First, we generate simulated data according to the model:

>>> x = np.linspace(-5, 5, 20)
>>> np.random.seed(1)
>>> # normal distributed noise
>>> y = -5 + 3*x + 4 * np.random.normal(size=x.shape)
>>> # Create a data frame containing all the relevant variables
>>> data = pandas.DataFrame({'x': x, 'y': y})

Specify an OLS model and fit it:

>>> # The following will work only with a recent version of statsmodels
>>> from statsmodels.formula.api import ols
>>> model = ols("y ~ x", data).fit()
>>> print(model.summary())
OLS Regression Results
==============================================================================
Dep. Variable: y R-squared: 0.804
Model: OLS Adj. R-squared: 0.794
Method: Least Squares F-statistic: 74.03
Date: ... Prob (F-statistic): 8.56e-08
Time: ... Log-Likelihood: -57.988
No. Observations: 20 AIC: 120.0
Df Residuals: 18 BIC: 122.0
Df Model: 1
==============================================================================
coef std err t P>|t| [95.0% Conf. Int.]
------------------------------------------------------------------------------
Intercept -5.5335 1.036 -5.342 0.000 -7.710 -3.357
x 2.9369 0.341 8.604 0.000 2.220 3.654
==============================================================================
Omnibus: 0.100 Durbin-Watson: 2.956
Prob(Omnibus): 0.951 Jarque-Bera (JB): 0.322
Skew: -0.058 Prob(JB): 0.851
Kurtosis: 2.390 Cond. No. 3.03
==============================================================================

Exercise

Retrieve the estimated parameters from the model above. Hint: use tab-completion to find the relevent attribute.

1.3.2. Multiple Regression

_images/plot_regression_3d_1.png

Consider a linear model explaining a variable z (the dependent variable) with 2 variables x and y:

z = x \, c_1 + y \, c_2 + i + e

Such a model can be seen in 3D as fitting a plane to a cloud of (x, y, z) points.



Example: the iris data

_images/plot_iris_analysis_1.png
>>> data = pandas.read_csv('examples/iris.csv')
>>> model = ols('sepal_width ~ name + petal_length', data).fit()
>>> print(model.summary())
OLS Regression Results
==============================================================================
Dep. Variable: sepal_width R-squared: 0.478
Model: OLS Adj. R-squared: 0.468
Method: Least Squares F-statistic: 44.63
Date: ... Prob (F-statistic): 1.58e-20
Time: ... Log-Likelihood: -38.185
No. Observations: 150 AIC: 84.37
Df Residuals: 146 BIC: 96.41
Df Model: 3
===============================================================================...
coef std err t P>|t| [95.0% Conf.
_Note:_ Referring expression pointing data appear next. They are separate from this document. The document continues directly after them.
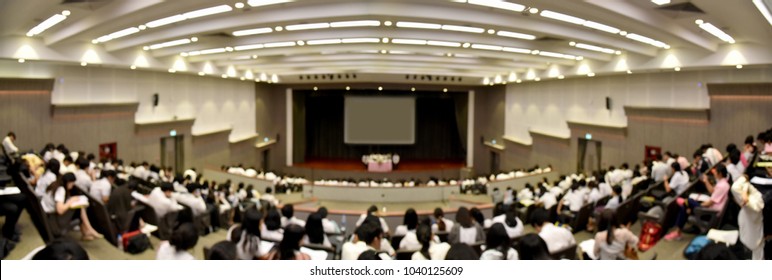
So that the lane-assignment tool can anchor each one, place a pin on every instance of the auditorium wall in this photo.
(677, 111)
(83, 107)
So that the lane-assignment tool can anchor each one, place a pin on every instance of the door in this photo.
(172, 152)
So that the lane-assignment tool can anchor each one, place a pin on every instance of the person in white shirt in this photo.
(498, 245)
(368, 236)
(407, 230)
(557, 238)
(440, 222)
(9, 146)
(83, 178)
(50, 176)
(183, 239)
(288, 216)
(430, 249)
(678, 182)
(161, 199)
(101, 188)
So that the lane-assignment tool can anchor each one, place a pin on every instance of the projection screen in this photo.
(379, 120)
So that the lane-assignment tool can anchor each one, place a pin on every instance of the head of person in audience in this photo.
(370, 233)
(322, 211)
(498, 239)
(62, 249)
(184, 237)
(369, 255)
(110, 175)
(315, 229)
(461, 252)
(609, 222)
(532, 247)
(411, 219)
(273, 219)
(290, 243)
(539, 217)
(439, 216)
(288, 211)
(425, 237)
(223, 250)
(167, 189)
(53, 166)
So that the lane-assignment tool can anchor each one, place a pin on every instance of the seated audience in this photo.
(101, 188)
(223, 250)
(718, 197)
(440, 222)
(498, 244)
(271, 229)
(289, 247)
(183, 239)
(430, 250)
(247, 236)
(288, 216)
(62, 249)
(60, 206)
(557, 238)
(612, 243)
(461, 252)
(315, 231)
(466, 230)
(532, 247)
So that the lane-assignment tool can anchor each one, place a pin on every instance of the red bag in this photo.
(651, 232)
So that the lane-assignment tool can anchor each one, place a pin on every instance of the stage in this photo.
(356, 170)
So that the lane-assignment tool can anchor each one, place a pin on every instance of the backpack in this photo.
(651, 232)
(136, 242)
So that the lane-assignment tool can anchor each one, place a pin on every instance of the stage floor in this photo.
(355, 165)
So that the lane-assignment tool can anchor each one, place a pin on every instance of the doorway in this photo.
(495, 162)
(173, 152)
(589, 160)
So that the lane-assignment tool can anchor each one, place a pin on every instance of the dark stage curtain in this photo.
(438, 135)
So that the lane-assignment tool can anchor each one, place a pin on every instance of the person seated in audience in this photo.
(612, 243)
(62, 249)
(183, 238)
(678, 182)
(430, 249)
(532, 247)
(557, 238)
(407, 230)
(368, 236)
(161, 199)
(271, 228)
(498, 245)
(247, 236)
(330, 226)
(60, 207)
(268, 196)
(461, 252)
(616, 198)
(373, 211)
(315, 231)
(466, 230)
(441, 224)
(223, 250)
(101, 188)
(510, 221)
(50, 176)
(8, 145)
(718, 197)
(288, 216)
(575, 199)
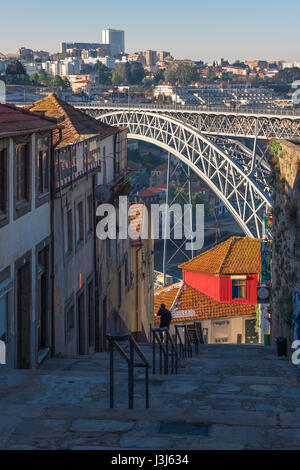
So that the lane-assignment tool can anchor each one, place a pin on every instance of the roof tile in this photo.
(75, 125)
(237, 255)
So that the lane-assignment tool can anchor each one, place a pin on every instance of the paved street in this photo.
(235, 397)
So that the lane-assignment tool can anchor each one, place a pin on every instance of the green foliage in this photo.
(103, 73)
(149, 160)
(181, 194)
(275, 148)
(128, 74)
(15, 68)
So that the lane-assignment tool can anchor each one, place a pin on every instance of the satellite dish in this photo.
(102, 193)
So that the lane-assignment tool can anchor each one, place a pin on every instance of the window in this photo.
(3, 181)
(3, 317)
(126, 271)
(91, 313)
(69, 233)
(90, 224)
(239, 288)
(120, 289)
(42, 298)
(70, 320)
(42, 171)
(79, 223)
(22, 173)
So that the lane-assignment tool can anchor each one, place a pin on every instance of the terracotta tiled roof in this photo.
(188, 304)
(15, 120)
(237, 255)
(76, 126)
(162, 167)
(166, 295)
(147, 193)
(137, 216)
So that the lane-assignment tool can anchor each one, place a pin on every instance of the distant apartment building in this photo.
(25, 232)
(32, 68)
(81, 45)
(3, 65)
(142, 274)
(165, 89)
(137, 57)
(150, 57)
(219, 289)
(236, 70)
(162, 55)
(116, 39)
(87, 154)
(69, 66)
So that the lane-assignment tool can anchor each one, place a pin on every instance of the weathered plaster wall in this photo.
(285, 180)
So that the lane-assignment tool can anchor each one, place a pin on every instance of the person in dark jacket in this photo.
(165, 316)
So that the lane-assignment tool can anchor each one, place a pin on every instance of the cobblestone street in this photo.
(240, 397)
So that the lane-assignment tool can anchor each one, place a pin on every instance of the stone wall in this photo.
(285, 180)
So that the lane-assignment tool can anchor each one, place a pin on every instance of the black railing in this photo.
(210, 108)
(133, 347)
(199, 330)
(192, 330)
(185, 347)
(167, 349)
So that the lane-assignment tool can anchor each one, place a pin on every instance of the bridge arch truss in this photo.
(230, 169)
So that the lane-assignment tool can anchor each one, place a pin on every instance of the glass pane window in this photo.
(43, 180)
(22, 172)
(239, 288)
(3, 181)
(3, 314)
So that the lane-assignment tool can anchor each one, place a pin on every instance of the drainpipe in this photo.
(52, 198)
(137, 289)
(97, 305)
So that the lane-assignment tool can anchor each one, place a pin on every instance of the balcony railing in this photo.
(114, 345)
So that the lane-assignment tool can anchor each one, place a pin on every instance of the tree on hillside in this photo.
(15, 68)
(121, 75)
(103, 73)
(137, 74)
(180, 74)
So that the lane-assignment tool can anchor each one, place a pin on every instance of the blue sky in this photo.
(194, 29)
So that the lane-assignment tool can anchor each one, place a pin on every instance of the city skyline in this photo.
(200, 31)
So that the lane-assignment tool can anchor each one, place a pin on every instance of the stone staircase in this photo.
(227, 397)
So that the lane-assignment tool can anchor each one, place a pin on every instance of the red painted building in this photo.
(228, 272)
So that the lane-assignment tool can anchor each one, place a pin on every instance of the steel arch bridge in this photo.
(233, 172)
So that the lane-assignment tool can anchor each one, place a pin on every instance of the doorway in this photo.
(251, 335)
(81, 323)
(23, 316)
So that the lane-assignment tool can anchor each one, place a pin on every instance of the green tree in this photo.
(66, 83)
(57, 82)
(15, 68)
(137, 73)
(121, 75)
(34, 79)
(180, 74)
(103, 74)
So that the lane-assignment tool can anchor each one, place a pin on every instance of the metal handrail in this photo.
(186, 347)
(195, 339)
(114, 344)
(156, 338)
(158, 335)
(256, 111)
(198, 324)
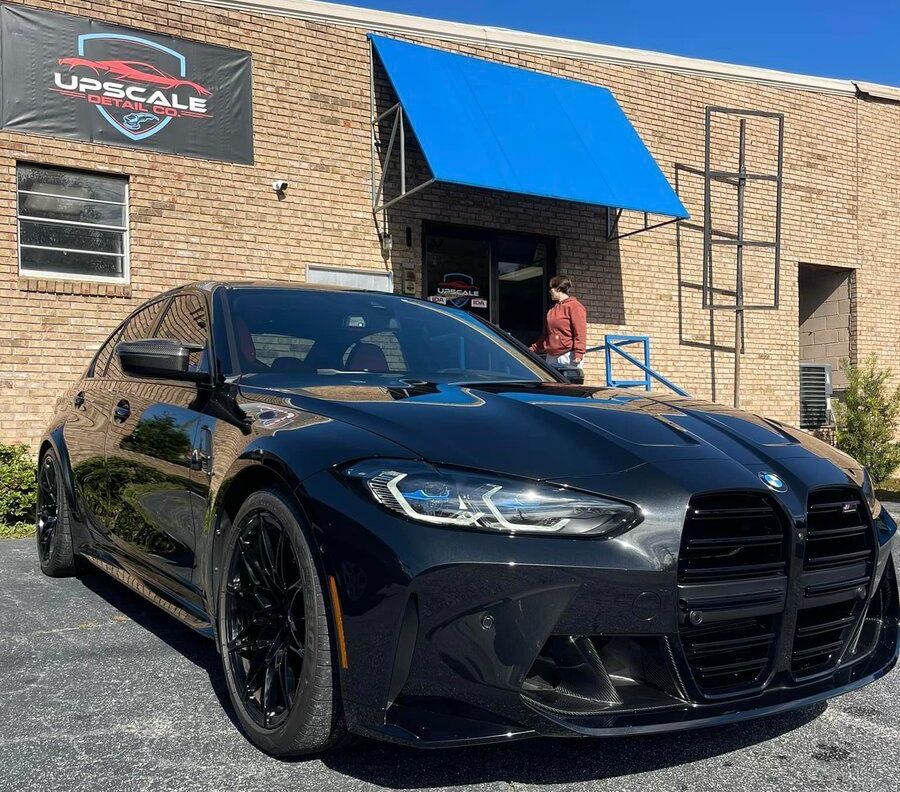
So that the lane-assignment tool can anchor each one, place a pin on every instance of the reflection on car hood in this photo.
(558, 431)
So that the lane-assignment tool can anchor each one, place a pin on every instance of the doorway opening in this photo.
(502, 277)
(826, 339)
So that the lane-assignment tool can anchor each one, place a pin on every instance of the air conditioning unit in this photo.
(815, 396)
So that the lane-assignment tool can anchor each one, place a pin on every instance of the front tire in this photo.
(52, 523)
(273, 631)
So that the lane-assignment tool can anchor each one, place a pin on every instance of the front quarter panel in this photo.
(276, 442)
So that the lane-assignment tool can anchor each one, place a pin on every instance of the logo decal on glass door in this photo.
(458, 289)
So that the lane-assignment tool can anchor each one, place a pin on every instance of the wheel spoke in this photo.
(265, 618)
(48, 505)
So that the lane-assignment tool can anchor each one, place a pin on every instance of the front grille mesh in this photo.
(729, 538)
(837, 567)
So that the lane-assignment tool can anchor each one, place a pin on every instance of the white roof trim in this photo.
(878, 91)
(389, 22)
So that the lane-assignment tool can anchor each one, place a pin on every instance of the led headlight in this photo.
(483, 501)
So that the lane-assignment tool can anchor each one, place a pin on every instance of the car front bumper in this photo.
(456, 638)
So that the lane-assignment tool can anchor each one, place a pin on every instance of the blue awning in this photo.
(490, 125)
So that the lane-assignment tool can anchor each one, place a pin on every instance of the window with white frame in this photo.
(72, 224)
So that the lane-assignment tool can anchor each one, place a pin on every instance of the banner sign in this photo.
(72, 77)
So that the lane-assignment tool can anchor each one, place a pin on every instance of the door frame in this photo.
(490, 235)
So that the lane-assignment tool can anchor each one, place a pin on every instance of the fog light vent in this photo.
(590, 675)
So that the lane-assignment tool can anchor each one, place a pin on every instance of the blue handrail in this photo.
(614, 343)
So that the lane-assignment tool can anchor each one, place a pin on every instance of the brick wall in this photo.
(193, 219)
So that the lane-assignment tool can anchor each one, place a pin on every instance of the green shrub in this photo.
(867, 417)
(18, 488)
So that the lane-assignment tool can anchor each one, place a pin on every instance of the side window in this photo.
(185, 320)
(137, 327)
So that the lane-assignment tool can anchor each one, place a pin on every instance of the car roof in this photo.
(210, 286)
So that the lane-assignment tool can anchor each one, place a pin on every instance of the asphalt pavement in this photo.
(101, 691)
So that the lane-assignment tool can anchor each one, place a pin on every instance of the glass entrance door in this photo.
(499, 276)
(458, 272)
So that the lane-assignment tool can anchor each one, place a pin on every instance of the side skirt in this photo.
(137, 585)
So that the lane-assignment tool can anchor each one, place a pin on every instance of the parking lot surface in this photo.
(101, 691)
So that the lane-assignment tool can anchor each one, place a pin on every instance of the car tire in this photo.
(52, 521)
(252, 624)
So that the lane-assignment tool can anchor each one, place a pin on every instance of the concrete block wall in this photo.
(825, 318)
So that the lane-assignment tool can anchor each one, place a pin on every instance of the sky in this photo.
(826, 38)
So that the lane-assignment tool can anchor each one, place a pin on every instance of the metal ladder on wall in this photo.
(613, 345)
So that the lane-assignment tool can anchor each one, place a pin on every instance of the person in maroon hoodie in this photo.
(565, 329)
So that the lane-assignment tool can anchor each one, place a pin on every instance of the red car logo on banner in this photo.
(133, 71)
(139, 96)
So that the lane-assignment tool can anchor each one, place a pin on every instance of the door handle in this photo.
(122, 411)
(201, 456)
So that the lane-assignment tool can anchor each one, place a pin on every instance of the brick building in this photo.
(176, 218)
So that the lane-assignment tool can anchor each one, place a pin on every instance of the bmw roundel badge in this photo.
(772, 481)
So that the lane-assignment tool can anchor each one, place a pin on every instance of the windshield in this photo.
(353, 338)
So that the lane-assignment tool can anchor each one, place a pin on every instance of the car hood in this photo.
(567, 432)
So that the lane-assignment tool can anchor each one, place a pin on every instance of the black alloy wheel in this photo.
(265, 619)
(52, 524)
(273, 630)
(48, 506)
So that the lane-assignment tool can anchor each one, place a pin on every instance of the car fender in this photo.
(56, 440)
(281, 458)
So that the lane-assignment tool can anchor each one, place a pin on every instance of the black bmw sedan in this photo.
(396, 522)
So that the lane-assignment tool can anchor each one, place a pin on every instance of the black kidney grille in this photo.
(728, 655)
(731, 536)
(838, 531)
(820, 636)
(837, 566)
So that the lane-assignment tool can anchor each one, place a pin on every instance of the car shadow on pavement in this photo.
(555, 761)
(191, 645)
(533, 761)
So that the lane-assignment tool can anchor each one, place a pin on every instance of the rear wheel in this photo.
(54, 535)
(273, 632)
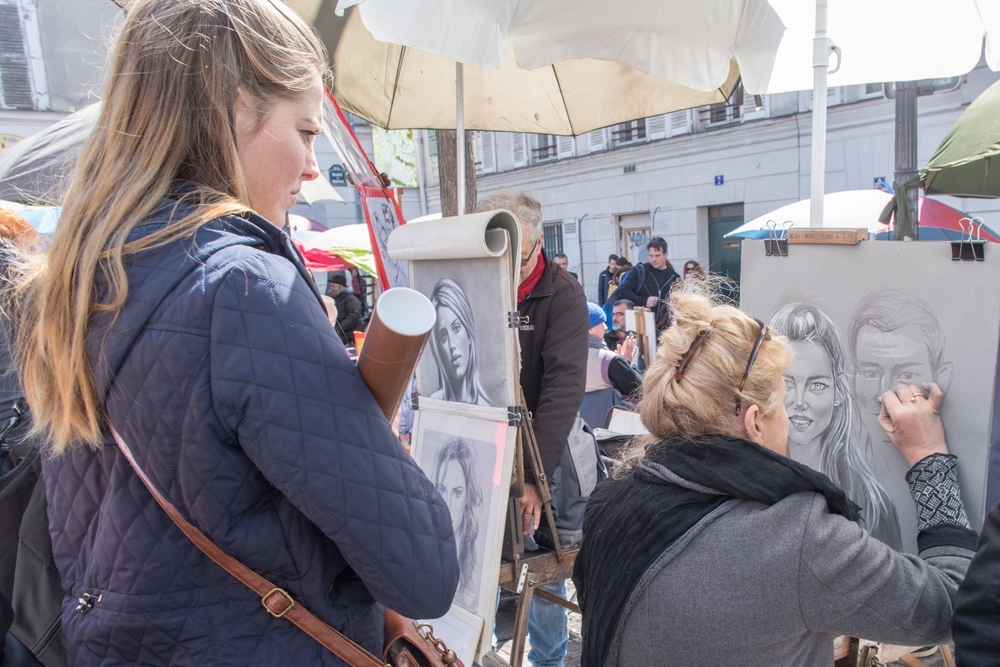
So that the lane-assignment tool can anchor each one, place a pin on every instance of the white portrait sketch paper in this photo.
(469, 461)
(863, 319)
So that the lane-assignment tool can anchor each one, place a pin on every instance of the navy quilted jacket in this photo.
(234, 392)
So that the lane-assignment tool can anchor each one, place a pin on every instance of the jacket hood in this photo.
(153, 274)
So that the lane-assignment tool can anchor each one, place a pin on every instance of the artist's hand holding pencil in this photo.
(912, 420)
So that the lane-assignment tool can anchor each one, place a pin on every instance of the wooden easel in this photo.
(640, 332)
(849, 652)
(525, 574)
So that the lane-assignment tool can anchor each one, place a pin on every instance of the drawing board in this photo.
(863, 319)
(469, 461)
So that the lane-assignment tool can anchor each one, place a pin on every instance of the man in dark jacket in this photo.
(976, 625)
(649, 284)
(553, 337)
(604, 280)
(348, 309)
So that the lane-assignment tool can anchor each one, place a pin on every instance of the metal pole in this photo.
(821, 64)
(460, 136)
(421, 179)
(906, 145)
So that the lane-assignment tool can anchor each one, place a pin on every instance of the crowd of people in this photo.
(174, 353)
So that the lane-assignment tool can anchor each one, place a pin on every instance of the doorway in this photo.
(723, 253)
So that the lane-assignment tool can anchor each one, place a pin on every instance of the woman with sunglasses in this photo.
(711, 546)
(693, 270)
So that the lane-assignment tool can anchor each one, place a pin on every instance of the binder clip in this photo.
(972, 247)
(776, 243)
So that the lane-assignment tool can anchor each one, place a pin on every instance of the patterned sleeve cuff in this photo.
(934, 486)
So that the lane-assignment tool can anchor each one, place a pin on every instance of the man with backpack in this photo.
(648, 284)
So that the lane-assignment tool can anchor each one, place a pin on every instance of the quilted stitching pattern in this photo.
(240, 403)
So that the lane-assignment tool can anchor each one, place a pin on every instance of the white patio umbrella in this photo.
(399, 69)
(779, 46)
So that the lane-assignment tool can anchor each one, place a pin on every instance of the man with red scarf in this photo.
(553, 337)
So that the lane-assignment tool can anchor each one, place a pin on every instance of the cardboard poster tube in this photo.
(401, 323)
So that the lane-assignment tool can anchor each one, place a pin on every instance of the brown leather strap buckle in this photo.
(277, 613)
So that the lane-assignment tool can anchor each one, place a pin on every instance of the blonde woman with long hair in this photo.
(173, 309)
(711, 546)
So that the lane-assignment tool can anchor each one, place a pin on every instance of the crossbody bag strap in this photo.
(276, 601)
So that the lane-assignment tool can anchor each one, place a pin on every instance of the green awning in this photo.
(963, 164)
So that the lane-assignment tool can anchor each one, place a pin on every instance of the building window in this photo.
(546, 148)
(629, 133)
(552, 238)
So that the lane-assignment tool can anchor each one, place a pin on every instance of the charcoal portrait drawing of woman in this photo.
(453, 344)
(824, 428)
(455, 478)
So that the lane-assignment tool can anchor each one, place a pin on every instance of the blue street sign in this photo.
(338, 175)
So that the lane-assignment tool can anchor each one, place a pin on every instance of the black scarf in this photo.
(629, 522)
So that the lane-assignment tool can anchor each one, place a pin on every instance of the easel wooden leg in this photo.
(521, 623)
(548, 570)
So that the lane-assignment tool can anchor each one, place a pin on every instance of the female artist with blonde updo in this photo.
(711, 546)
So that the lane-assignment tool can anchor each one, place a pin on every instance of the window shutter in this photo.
(488, 152)
(597, 140)
(566, 146)
(519, 149)
(680, 122)
(656, 127)
(749, 111)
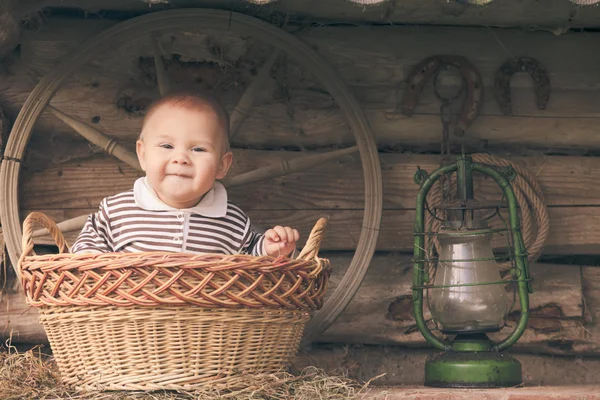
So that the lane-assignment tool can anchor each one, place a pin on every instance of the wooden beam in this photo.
(18, 321)
(362, 57)
(335, 189)
(573, 229)
(566, 181)
(381, 310)
(9, 28)
(555, 15)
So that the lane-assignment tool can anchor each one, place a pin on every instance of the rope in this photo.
(535, 223)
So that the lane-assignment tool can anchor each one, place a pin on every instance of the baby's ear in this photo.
(141, 152)
(224, 165)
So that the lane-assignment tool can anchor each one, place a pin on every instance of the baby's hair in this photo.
(196, 102)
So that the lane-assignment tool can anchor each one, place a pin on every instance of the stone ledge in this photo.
(579, 392)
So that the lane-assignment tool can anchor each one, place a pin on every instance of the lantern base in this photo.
(472, 369)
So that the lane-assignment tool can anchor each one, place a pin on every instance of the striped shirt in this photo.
(136, 221)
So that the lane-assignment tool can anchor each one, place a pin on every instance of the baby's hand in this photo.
(281, 241)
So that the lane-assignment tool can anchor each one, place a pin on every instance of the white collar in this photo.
(213, 204)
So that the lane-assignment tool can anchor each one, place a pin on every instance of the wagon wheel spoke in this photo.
(98, 138)
(286, 167)
(257, 175)
(164, 86)
(246, 102)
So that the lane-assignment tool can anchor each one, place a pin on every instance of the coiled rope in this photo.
(535, 223)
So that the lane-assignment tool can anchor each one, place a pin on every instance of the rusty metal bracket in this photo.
(521, 64)
(424, 70)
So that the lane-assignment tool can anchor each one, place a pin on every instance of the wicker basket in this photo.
(176, 321)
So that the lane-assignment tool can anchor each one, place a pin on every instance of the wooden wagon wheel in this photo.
(181, 19)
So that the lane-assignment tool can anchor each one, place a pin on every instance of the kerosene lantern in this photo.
(468, 298)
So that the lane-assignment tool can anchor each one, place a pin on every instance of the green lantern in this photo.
(467, 297)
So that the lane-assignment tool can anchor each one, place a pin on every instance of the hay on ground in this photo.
(33, 375)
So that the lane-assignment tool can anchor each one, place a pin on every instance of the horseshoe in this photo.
(423, 71)
(522, 64)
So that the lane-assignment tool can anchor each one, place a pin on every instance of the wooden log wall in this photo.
(65, 177)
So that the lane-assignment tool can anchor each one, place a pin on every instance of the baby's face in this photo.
(181, 151)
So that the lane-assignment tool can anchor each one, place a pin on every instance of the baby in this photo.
(179, 206)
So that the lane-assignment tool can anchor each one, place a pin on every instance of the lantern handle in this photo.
(522, 263)
(426, 182)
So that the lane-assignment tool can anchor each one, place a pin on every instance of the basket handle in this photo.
(311, 248)
(41, 219)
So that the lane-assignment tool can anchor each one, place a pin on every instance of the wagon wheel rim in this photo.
(138, 28)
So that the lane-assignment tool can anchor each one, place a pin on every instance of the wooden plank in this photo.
(566, 181)
(363, 58)
(383, 304)
(573, 230)
(550, 14)
(19, 322)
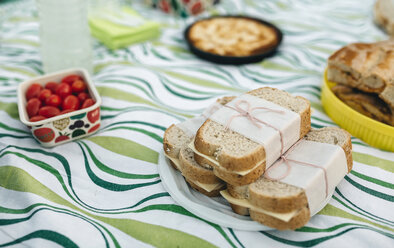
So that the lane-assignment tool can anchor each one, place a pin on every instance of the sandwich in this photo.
(282, 205)
(273, 121)
(175, 141)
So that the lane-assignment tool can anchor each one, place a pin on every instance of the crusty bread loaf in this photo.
(368, 67)
(280, 197)
(174, 139)
(367, 104)
(193, 171)
(384, 15)
(236, 153)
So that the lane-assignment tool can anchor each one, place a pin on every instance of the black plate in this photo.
(233, 60)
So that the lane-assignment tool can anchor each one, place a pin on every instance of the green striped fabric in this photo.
(105, 191)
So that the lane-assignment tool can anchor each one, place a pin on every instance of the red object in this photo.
(52, 86)
(44, 134)
(70, 79)
(63, 90)
(71, 102)
(165, 6)
(53, 100)
(65, 111)
(196, 8)
(94, 115)
(83, 96)
(44, 94)
(87, 103)
(33, 91)
(78, 86)
(37, 118)
(32, 107)
(94, 128)
(62, 138)
(48, 111)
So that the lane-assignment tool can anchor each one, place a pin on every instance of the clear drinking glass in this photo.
(64, 34)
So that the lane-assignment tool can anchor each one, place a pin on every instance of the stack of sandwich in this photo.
(260, 147)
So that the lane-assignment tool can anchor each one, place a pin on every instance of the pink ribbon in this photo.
(211, 111)
(286, 161)
(248, 114)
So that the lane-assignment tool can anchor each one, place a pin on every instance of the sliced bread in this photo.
(368, 67)
(231, 152)
(175, 143)
(279, 197)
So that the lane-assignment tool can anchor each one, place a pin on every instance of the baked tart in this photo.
(226, 38)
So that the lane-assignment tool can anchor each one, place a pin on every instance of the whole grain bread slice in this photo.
(175, 138)
(280, 197)
(235, 152)
(175, 143)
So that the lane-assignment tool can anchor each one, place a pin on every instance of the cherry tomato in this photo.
(71, 102)
(78, 86)
(53, 100)
(87, 103)
(32, 107)
(52, 86)
(37, 118)
(83, 96)
(33, 91)
(65, 111)
(70, 79)
(48, 111)
(63, 90)
(44, 94)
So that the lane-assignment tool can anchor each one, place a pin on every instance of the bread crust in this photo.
(213, 193)
(239, 209)
(232, 178)
(299, 220)
(285, 204)
(275, 203)
(256, 155)
(238, 180)
(192, 171)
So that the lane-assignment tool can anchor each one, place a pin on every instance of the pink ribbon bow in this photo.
(248, 114)
(288, 169)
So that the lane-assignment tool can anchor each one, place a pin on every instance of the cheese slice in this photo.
(209, 187)
(175, 161)
(206, 186)
(212, 160)
(245, 203)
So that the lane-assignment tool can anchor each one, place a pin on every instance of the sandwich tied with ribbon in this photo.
(261, 147)
(295, 187)
(176, 139)
(250, 133)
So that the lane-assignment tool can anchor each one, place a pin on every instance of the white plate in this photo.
(213, 209)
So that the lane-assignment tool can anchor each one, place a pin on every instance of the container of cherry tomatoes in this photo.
(60, 107)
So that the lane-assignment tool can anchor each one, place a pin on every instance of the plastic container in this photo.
(63, 128)
(64, 34)
(373, 132)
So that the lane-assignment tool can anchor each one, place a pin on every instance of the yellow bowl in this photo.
(373, 132)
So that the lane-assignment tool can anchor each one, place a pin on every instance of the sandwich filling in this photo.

Int.]
-------------------------------------------------------------------------------...
Intercept 2.9813 0.099 29.989 0.000 2.785 3.178
name[T.versicolor] -1.4821 0.181 -8.190 0.000 -1.840 -1.124
name[T.virginica] -1.6635 0.256 -6.502 0.000 -2.169 -1.158
petal_length 0.2983 0.061 4.920 0.000 0.178 0.418
==============================================================================
Omnibus: 2.868 Durbin-Watson: 1.753
Prob(Omnibus): 0.238 Jarque-Bera (JB): 2.885
Skew: -0.082 Prob(JB): 0.236
Kurtosis: 3.659 Cond. No. 54.0
==============================================================================

1.3.3. Post-hoc ANOVA: contrast vectors

In the above iris example, we wish to test if the petal length is different between versicolor and virginica, after removing the effect of sepal width. This can be formulated as testing the difference between the coefficient associated to versicolor and virginica in the linear model estimated above (it is an Analysis of Variance, ANOVA). For this, we write a vector of ‘contrast’ on the parameters estimated: we want to test “name[T.versicolor] - name[T.virginica]”, with an ‘F-test’:

>>> print(model.f_test([0, 1, -1, 0]))
<F test: F=array([[ 3.24533535]]), p=[[ 0.07369059]], df_denom=146, df_num=1>

Is this difference significant?


Exercice

Going back to the brain size + IQ data, test if the VIQ of male and female are different after removing the effect of brain size, height and weight.